Each year during President Barack Obama's State of the Union, First Lady Michelle Obama makes a statement — and we don't mean the fashion kind. Those invited to join the FLOTUS in her box are chosen carefully, and the list always mirrors the president's message. Whether they're everyday Americans or prominent ones, these guests put a human face to headlines or policy. This year, Michelle has invited a diverse group, including General Motors CEO Mary Barra, the governor of Kentucky, the mayor of San Francisco, a person who immigrated to America illegally as a child, two Boston Marathon bombing survivors, and openly gay NBA player Jason Collins. Expect to hear a few shout-outs to these individuals in the president's speech, a tradition Ronald Reagan started. Ahead of tonight's pomp and politics, let's see who had the honor in the past.
In 2013, Michelle was joined by the following:
- Tim Cook, the CEO of Apple
- Tracey Hepner, the wife of America's first openly gay military general, Brig. Gen. Tammy Smith
- John Kitzhaber, governor of Oregon
- Bobak Ferdowsi, NASA's "Mohawk Guy"
- Kaitlin Roig, a heroic first-grade teacher from Sandy Hook Elementary School
- Cleopatra Cowley-Pendleton and Nathaniel A. Pendleton Sr., the parents of a girl who was killed in Chicago gun violence shortly after performing at the inauguration
Gun violence and technology were among the issues reflected in the guest list.
Michelle gave Cleopatra Cowley-Pendleton a hug during the speech.
In 2012, Michelle Obama invited several well-known people:
- Mark Kelly, US astronaut, husband of US Rep. Gabby Giffords, and gun control advocate
- Laurene Powell Jobs, a philanthropist and the widow of Steve Jobs
- Mike Krieger, the cofounder of Instagram
- Debbie Bosanek, Warren Buffett's secretary who paid 35.8 percent in taxes compared to Buffett's 17.4 percent
- Julian Castro, mayor of San Antonio, TX
- Navy Adm. William McRaven, United States Special Operations Command
- Air Force Col. Ginger Wallace, an openly gay service member
The guest list reflected priorities including immigration, gun control, innovation, income inequality, and gay rights.
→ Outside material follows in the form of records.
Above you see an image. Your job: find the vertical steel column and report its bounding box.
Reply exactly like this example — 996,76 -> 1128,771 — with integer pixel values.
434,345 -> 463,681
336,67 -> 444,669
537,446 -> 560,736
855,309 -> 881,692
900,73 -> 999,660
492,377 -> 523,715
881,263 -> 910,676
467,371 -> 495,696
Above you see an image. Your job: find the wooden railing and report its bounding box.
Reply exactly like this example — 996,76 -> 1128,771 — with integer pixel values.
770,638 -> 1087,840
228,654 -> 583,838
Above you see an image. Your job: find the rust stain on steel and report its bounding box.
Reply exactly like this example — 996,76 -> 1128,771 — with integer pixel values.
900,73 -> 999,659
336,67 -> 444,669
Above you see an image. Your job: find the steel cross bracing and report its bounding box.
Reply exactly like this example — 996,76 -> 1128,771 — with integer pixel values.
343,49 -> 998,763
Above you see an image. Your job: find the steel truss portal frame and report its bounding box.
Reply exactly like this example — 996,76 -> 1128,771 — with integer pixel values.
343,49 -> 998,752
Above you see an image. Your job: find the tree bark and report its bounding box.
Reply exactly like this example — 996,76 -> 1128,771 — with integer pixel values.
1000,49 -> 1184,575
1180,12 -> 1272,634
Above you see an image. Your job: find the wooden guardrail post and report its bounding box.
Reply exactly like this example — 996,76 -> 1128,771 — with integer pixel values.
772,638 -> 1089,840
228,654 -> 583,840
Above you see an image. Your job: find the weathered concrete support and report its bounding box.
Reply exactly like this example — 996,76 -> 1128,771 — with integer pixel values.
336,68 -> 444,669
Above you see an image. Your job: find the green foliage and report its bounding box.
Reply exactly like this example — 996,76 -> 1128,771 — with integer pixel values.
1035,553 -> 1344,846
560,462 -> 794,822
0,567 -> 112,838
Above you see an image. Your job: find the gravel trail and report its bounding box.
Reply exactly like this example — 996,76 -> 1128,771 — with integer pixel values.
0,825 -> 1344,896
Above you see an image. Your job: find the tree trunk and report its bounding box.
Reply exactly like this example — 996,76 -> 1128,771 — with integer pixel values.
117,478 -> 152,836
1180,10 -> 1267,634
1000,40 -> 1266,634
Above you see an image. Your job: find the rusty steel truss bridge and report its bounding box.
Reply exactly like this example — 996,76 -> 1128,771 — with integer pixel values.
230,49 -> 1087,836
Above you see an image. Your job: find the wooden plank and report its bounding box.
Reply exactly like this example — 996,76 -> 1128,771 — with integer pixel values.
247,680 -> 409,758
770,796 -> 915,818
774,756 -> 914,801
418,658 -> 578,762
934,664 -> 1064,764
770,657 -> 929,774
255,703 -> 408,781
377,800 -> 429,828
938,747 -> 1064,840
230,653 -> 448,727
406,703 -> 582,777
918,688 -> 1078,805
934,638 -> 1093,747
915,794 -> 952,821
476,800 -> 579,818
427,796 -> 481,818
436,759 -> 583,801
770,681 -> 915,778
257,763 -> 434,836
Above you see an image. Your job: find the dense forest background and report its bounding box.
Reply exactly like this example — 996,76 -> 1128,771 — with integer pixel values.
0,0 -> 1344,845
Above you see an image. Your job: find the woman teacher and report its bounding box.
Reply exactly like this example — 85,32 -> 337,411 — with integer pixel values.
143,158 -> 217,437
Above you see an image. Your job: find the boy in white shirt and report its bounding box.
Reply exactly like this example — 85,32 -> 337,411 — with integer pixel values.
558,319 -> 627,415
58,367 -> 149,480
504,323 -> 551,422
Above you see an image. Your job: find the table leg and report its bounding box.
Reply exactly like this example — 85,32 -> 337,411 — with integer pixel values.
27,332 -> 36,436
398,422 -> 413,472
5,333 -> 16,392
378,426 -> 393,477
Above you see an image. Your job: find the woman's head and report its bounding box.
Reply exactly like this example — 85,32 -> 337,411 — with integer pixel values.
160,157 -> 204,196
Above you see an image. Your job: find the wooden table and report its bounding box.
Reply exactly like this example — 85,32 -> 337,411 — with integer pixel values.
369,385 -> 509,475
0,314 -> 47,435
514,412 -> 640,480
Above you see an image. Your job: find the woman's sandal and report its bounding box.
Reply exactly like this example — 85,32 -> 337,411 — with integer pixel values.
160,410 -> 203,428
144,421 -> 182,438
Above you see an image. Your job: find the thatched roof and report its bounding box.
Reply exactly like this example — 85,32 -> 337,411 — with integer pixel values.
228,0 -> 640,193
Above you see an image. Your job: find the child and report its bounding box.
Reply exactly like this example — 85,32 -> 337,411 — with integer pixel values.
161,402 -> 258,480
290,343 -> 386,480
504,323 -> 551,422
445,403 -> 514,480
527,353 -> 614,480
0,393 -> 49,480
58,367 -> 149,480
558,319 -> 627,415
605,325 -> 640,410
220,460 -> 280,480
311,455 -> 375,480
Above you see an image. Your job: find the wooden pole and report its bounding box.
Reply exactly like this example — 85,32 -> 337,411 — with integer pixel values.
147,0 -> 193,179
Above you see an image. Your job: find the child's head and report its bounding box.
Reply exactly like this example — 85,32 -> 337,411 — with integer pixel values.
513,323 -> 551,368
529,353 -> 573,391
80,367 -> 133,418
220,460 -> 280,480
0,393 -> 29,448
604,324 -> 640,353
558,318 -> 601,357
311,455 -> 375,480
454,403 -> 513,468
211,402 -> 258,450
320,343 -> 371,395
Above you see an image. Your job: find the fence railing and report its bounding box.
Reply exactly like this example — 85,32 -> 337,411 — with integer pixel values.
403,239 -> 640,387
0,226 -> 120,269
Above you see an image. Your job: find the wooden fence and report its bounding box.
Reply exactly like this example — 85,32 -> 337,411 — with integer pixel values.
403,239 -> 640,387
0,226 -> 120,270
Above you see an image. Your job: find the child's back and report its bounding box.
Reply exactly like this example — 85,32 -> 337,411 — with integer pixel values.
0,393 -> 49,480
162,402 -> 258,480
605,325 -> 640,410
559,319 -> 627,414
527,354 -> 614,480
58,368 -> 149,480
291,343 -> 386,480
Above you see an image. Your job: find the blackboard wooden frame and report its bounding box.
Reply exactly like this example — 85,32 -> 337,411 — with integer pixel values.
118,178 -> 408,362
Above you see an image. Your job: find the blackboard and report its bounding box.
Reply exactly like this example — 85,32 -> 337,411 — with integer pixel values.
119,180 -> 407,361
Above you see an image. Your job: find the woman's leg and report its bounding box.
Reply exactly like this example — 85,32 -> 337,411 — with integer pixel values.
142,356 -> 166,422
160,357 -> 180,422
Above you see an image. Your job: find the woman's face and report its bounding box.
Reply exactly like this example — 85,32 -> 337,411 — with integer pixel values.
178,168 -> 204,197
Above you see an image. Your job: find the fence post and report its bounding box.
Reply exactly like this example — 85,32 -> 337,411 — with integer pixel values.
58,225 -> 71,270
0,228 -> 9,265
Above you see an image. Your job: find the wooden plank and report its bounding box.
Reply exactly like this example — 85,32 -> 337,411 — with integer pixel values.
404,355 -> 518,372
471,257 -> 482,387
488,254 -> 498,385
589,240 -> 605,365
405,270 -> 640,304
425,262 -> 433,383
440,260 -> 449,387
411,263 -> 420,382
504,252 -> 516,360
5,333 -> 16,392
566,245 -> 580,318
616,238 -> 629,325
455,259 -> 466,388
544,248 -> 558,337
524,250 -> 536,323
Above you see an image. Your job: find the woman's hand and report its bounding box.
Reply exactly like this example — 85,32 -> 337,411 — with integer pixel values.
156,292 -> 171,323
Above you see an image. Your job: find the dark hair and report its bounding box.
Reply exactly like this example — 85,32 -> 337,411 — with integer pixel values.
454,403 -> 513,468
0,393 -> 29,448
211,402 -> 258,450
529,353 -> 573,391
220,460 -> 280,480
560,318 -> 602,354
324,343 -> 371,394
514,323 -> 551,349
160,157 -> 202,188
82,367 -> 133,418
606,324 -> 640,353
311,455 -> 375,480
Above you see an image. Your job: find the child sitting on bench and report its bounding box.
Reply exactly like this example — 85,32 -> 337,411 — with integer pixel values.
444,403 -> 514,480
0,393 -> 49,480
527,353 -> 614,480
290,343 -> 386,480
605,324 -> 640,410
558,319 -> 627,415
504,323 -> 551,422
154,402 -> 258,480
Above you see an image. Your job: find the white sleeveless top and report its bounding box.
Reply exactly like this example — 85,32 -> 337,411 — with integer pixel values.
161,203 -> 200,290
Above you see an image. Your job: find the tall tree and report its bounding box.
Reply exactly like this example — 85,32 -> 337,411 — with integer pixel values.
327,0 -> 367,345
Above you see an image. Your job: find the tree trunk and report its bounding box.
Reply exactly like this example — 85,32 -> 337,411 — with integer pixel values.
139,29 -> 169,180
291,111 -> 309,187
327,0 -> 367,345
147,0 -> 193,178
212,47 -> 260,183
Michelle and astronaut Mark Kelly waved. Kelly's wife, Gabby Giffords, also made an emotional appearance on the floor of Congress that year.
The 2011 State of the Union came just weeks after Arizona Rep. Gabrielle Giffords was shot in Tucson. Michelle invited the following:
- Mark Kelly, Gabby Gifford's husband
- The former military doctor treating Giffords
- John, Dallas, and Roxanna Green, the family of Christina-Taylor Green, the 9-year-old girl killed in the Tucson shooting
The theme of this State of the Union was national unity, and members of Congress decided to sit together, undivided by political party.
Michelle shared a moment with Dallas Green, Christina-Taylor's brother.
Obama's first official State of the Union took place in 2010, and Michelle's long guest list included the following:
- Mark Todd and Kimberly Munley, both police officers
- Mick Cornett, mayor of Oklahoma City
- Jeffrey Brown, president and CEO of Brown's Super Stores, Inc.
- A range of high school and college students who had benefited from government programs
Many of the guests had felt the positive effects of the Recovery Act, aka the stimulus bill.
Michelle shared a moment with the two officers.
While 2009 was not officially a State of the Union, since President Obama had not been in office for very long, he did address a joint session of Congress. This time, the newly minted first lady invited the following:
- Lilly Ledbetter, the plaintiff in an employment discrimination case and namesake for the president's first piece of legislation, the Lilly Ledbetter Fair Pay Act
- Ty'Sheoma Bethea of Dillon, an eighth grader from South Carolina who had written the president asking for help for her school
- Leonard Abess, a bank executive who had given part of his fortune to his employees
- Akrem Muzemil and Francisco Rodriguez, DC high school students
The guests reflected the president's message of recovery and fairness for the start of his presidency.
The first lady hugged Ty'Sheoma Bethea, who had never been on a plane before heading to DC for the big address.